大体、この手で加工をせずとも完成品ができるのがおかしい。素材はどこからか出てくるし...


そんなことできるわけがないとは思うができるみたいなんだよなぁ。



取り敢えず、何を造ろうか...さっきも造ったナイフが丁度いいかな。


手が光で包まれた後、青銅の板が出現する。

良し、ちゃんと出た。


「これが、神の素材庫ですね」


「へぇー凄い。どこから出したんですかぁ。鍛冶師になればいいのになぁ」


それは絶対にない。

返事もせずに頭の中で想像する。青銅のナイフを。


またもや手は光に包まれ、思う通りのナイフができた。


「そしてこれが、鍛冶神の加護。あの~魔石武具合成は魔石がいるみたいなんですけど。僕、持ってないです。」


そう。武具魔石合成には魔石が要るみたいなのだ。


極稀に、スキルを持った魔物が出ることがある。その魔物の心臓あたりにあるのが魔石だ。
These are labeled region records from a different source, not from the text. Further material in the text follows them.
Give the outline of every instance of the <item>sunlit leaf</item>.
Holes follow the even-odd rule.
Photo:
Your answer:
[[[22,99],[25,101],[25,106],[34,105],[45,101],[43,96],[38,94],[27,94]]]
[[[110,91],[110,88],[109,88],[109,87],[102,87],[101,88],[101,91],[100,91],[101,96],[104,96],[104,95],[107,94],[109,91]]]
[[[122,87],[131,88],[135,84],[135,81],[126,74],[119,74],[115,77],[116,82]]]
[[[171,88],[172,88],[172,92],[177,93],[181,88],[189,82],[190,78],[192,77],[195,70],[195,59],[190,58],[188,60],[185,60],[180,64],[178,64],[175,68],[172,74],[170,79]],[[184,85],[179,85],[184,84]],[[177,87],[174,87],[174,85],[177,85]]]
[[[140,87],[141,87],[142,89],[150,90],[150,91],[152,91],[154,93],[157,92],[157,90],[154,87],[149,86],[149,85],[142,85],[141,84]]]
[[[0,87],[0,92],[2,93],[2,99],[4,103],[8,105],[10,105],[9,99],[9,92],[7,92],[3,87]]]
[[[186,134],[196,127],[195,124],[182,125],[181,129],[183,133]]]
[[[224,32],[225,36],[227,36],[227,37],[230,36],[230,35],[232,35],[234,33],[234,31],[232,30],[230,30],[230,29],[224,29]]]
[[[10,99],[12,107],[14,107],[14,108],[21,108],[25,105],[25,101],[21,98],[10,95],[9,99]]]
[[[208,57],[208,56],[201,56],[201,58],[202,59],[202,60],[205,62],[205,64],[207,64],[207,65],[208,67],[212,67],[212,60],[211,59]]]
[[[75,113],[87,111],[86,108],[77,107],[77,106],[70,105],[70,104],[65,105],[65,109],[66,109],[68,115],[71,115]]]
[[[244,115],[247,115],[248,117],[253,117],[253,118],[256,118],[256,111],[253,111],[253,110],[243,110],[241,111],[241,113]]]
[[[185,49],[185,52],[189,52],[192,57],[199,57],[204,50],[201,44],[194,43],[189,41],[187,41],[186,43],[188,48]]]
冒険者の中では持っている魔石を誇りとし、数を競い合うが、俺は当然持っていない。


「あー、そうですか。じゃあ誰かに貰いましょうか。えーと、あ、そうだ!ダンさんならいっぱい持ってるから分けてくれるかも」


そういって彼女は手招きをする。

その方向にいたのは酒を飲みほす大柄な大男だった。


「あ?なんだあ!俺は今忙しいんだぞ!」


ダンと呼ばれた大男はゆっくりとこちらに近づいてくる。

その姿は意図せずとも周りを威圧するようだった。


「あのーこの人、武具魔石合成っていうスキルを持ってるんですけど魔石がなくって。一個貰うことってできませんかねぇ?」


それを聞いた瞬間、ダンは笑い始めた。


「魔石をやれるかって?...やれるわけねぇよ!魔石は俺たちにとって誇りだ。誇りは渡せん。」


確かにその通りだよな。

魔石を持つ冒険者に魔石を見せてもらったことがあるが、触らせてももらえなかった。それ程大事な物なのだろう。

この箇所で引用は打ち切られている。